I recently visited New Orleans with my 9 year old son. My Mother who was attending a conference there invited us to join her and we gladly accepted. We were three generations, each viewing this landmark city from a different perspective. My mother, who grew up in rural Mississippi has memories of a post war era boom when the Fairmont Hotel was host to the likes of Frank Sinatra and Dean Martin. For her, a trip to New Orleans represented glamour and glitz, shopping at the big department stores on Canal Street and shows at the Saengar Theater. We stayed in the newly renovated Roosevelt Hotel, formerly the Fairmont Hotel. After an extensive renovation, the hotel re-opened last year. The ubiquitous Sazerac Bar, restored to its former grandeur still boasts the bullet hole from a failed assassination attempt on famed Louisiana Politician, Huey P. Long.
My memories of this great city are somewhat different. As a young woman, I remember the 1984 World’s fair and the revitalization that came with it. New luxury hotels were constructed alongside the former Grand Dames and the Riverwalk became a new center for tourism. Of course the famous Vieux Carre remains constant, with its mysterious courtyards and secret alleyways, world-class restaurants and street performers; it remains an ever-changing panorama. Having lived for several years, later in my life, in the Riverbend district of New Orleans, I wanted to share my memories of walks in Audubon Park, rides on the St. Charles Streetcar and breakfast at the Camellia Grill with my son.
He had opposing ideas. New Orleans from a child’s perspective is a little different. As a product of the technology era, he sulked the entire streetcar ride from Canal Street to Audubon Park because I wouldn’t let him bring his Nintendo DS. Even though the Spring weather was as perfect as it gets in sultry New Orleans, he complained about the noise and having the windows down. “Why we can’t we have air conditioning?” he lamented.We persevered to the Audubon Zoo and Botanical Gardens which, despite a few of the exhibits being closed for renovation, seems to have rebounded quite nicely post-Katrina.
Later as we enjoyed a leisurely lunch in the French Quarter the allure of the Big Easy began to gradually creep in. As the noise and inconvenience of public transportation receded, the ambiance of New Orleans began to take over. From the freshly baked French bread to the alligator sausage gumbo, to the jazz music humming in the background, my son began to feel the unmistakable magic. Although, the secret alleyways sometimes seemed more frightening than mysterious, and he had to avert his gaze from some of the more risqué establishments on Bourbon Street, a new generation discovered the overwhelming allure of the Big Easy. On our last day he pleaded for just one more night, and another chance to ride the St. Charles Streetcar!
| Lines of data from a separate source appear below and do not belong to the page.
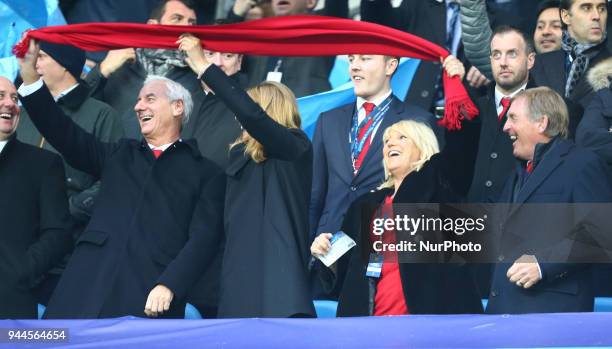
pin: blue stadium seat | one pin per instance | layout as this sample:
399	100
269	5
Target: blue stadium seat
41	311
325	308
191	313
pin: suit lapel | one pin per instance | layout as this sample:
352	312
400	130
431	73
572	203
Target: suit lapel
344	122
369	162
557	77
549	163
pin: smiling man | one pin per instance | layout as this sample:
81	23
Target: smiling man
35	230
547	35
119	77
348	141
512	55
156	213
550	169
583	46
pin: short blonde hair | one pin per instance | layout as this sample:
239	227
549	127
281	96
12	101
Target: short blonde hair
545	101
423	138
279	103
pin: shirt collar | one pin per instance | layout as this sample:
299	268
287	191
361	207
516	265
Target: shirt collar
499	95
376	101
162	147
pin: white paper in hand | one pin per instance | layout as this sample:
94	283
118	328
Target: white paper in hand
341	243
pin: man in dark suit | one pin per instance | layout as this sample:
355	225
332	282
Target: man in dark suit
35	230
154	227
348	141
531	276
583	46
512	55
213	125
119	77
303	75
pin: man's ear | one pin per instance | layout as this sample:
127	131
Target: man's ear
543	124
530	60
311	4
565	16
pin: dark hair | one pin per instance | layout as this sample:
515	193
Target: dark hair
545	5
160	8
504	29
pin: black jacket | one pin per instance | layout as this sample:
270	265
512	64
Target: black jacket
549	70
429	288
35	230
265	260
120	90
214	127
155	221
595	129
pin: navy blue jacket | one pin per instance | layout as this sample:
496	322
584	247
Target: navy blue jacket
565	174
334	186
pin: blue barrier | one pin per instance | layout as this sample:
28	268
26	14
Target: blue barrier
412	331
325	308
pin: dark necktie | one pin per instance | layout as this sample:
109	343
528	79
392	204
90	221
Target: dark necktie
368	107
450	34
505	102
157	152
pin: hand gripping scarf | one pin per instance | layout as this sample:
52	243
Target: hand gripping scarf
277	36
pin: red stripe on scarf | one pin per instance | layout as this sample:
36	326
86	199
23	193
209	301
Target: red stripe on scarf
276	36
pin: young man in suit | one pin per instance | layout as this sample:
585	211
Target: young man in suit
155	226
537	270
583	46
36	226
348	141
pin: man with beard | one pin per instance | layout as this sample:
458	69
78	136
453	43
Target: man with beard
547	36
583	46
117	83
512	55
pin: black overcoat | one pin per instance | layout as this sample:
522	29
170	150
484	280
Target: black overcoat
35	231
152	224
429	288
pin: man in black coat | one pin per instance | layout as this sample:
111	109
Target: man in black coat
512	55
583	46
545	253
214	127
303	75
213	124
119	77
35	230
156	221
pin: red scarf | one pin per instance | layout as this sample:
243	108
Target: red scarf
277	36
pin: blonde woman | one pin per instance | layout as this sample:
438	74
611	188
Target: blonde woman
264	272
412	175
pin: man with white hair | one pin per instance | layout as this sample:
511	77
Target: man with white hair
155	221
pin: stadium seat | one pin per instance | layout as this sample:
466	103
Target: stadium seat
603	304
325	308
191	313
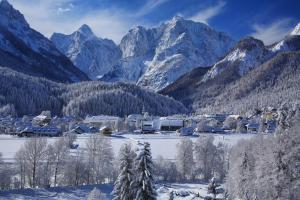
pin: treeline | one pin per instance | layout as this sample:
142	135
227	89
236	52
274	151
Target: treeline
22	95
271	84
274	83
267	168
41	164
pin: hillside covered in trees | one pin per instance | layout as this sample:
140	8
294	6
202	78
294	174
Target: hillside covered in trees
273	83
21	94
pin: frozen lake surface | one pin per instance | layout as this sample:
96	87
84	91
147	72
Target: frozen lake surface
161	144
181	191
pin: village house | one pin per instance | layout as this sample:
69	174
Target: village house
102	120
50	131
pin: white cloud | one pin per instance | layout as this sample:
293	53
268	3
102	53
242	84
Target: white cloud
206	14
270	33
149	6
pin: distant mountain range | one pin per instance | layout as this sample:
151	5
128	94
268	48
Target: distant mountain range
26	50
250	76
94	56
152	58
204	69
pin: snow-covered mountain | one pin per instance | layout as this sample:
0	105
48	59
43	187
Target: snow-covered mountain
26	50
92	55
251	75
296	30
182	46
248	54
158	56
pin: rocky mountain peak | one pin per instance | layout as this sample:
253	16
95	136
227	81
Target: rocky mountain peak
296	30
85	30
9	15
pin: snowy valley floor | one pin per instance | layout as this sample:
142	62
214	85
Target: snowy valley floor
161	144
181	192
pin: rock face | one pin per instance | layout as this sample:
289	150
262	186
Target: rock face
296	30
26	50
158	56
92	55
250	76
248	54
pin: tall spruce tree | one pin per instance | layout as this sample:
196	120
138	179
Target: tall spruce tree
144	183
123	188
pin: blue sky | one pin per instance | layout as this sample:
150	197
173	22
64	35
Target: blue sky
265	19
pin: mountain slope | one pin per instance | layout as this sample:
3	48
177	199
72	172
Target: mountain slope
158	56
92	55
26	50
31	95
250	76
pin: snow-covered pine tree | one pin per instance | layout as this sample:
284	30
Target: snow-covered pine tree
123	188
95	194
144	170
213	188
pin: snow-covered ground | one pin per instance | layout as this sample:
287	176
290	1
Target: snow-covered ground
181	192
161	144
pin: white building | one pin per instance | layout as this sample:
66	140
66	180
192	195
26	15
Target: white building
50	131
162	124
102	120
170	124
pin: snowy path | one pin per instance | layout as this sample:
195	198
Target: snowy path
161	144
80	193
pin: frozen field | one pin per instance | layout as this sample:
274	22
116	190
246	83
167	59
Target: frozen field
161	144
181	192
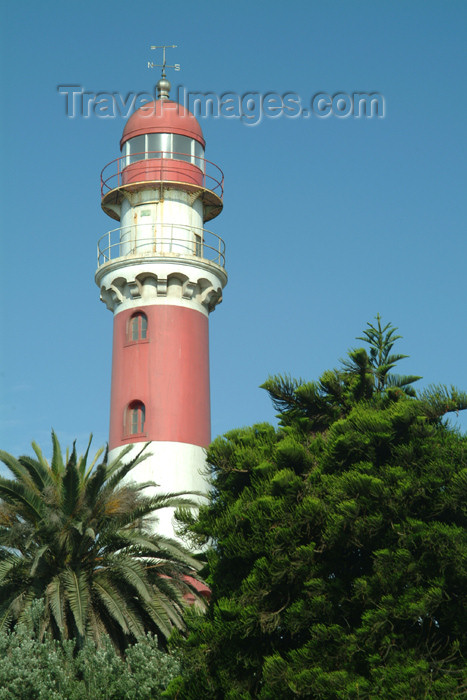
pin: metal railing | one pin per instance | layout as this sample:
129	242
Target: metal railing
210	175
155	240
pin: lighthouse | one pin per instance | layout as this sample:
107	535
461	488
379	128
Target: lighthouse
161	272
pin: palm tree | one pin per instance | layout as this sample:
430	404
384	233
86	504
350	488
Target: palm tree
79	536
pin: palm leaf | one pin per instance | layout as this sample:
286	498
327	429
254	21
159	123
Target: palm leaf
78	597
56	600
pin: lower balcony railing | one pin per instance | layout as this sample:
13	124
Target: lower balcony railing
147	240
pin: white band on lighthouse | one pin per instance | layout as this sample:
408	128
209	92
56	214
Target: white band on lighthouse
161	273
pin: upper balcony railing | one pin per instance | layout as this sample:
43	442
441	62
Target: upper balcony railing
171	240
161	166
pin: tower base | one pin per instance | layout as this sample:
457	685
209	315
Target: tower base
174	467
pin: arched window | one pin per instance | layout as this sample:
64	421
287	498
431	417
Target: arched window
135	417
138	327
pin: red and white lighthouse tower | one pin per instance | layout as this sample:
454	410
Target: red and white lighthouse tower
161	273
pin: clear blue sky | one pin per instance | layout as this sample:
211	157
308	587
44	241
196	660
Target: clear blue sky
327	221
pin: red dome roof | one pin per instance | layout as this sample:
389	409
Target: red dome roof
162	117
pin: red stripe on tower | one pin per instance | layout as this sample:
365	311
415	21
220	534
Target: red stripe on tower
161	273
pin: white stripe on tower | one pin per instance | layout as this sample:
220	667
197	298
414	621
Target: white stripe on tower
161	273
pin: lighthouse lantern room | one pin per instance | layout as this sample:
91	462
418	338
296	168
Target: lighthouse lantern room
161	273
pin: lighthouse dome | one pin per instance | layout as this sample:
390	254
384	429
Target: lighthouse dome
162	117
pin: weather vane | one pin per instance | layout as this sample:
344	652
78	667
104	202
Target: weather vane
163	65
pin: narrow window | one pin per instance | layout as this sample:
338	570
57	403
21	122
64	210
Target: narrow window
198	246
135	417
138	327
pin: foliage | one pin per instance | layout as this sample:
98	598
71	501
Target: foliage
339	559
79	536
51	670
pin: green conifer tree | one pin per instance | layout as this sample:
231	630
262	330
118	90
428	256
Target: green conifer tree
338	564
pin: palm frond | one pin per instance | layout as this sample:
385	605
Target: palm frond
78	597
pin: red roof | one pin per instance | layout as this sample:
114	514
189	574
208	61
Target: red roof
162	117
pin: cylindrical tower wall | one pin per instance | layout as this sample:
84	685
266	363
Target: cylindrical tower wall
160	366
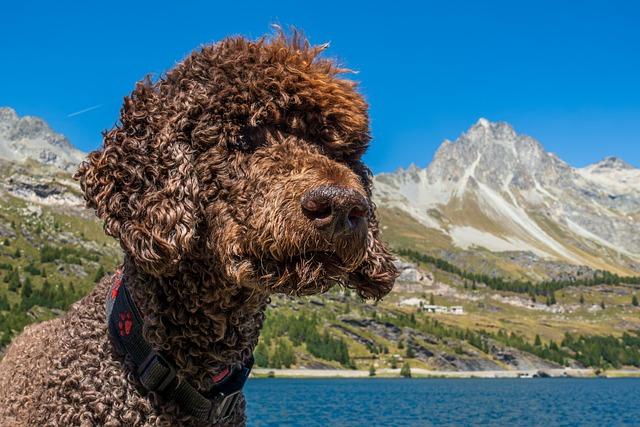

Here are some tips for traveling with children. It you are on a budget there are affordable options for lodging. Be sure to include a streetcar ride, you can take the Greenline down St. Charles Avenue to Audubon Park and catch the free Zoo Shuttle to the Zoo. Also, not to be missed are the Aquarium of the Americas and the IMAX theatre located near the Riverwalk. There is a new Insectarium in this complex as well. Tickets are available which cover all four attractions. Just a few blocks from Canal Street, accessible from the Greenline, is the new Children’s Museum which provides hands on exploration and interesting exhibits for the kids. Dining out need not be difficult, there are so many options in all price ranges and I found most restaurants offer children’s menus to please even the pickiest eaters. Don’t miss the Cafe DuMonde for beignets, a delicious fried doughnut drenched in powdered sugar. With all this activity remember to include plenty of down time for swimming and relaxing by the pool.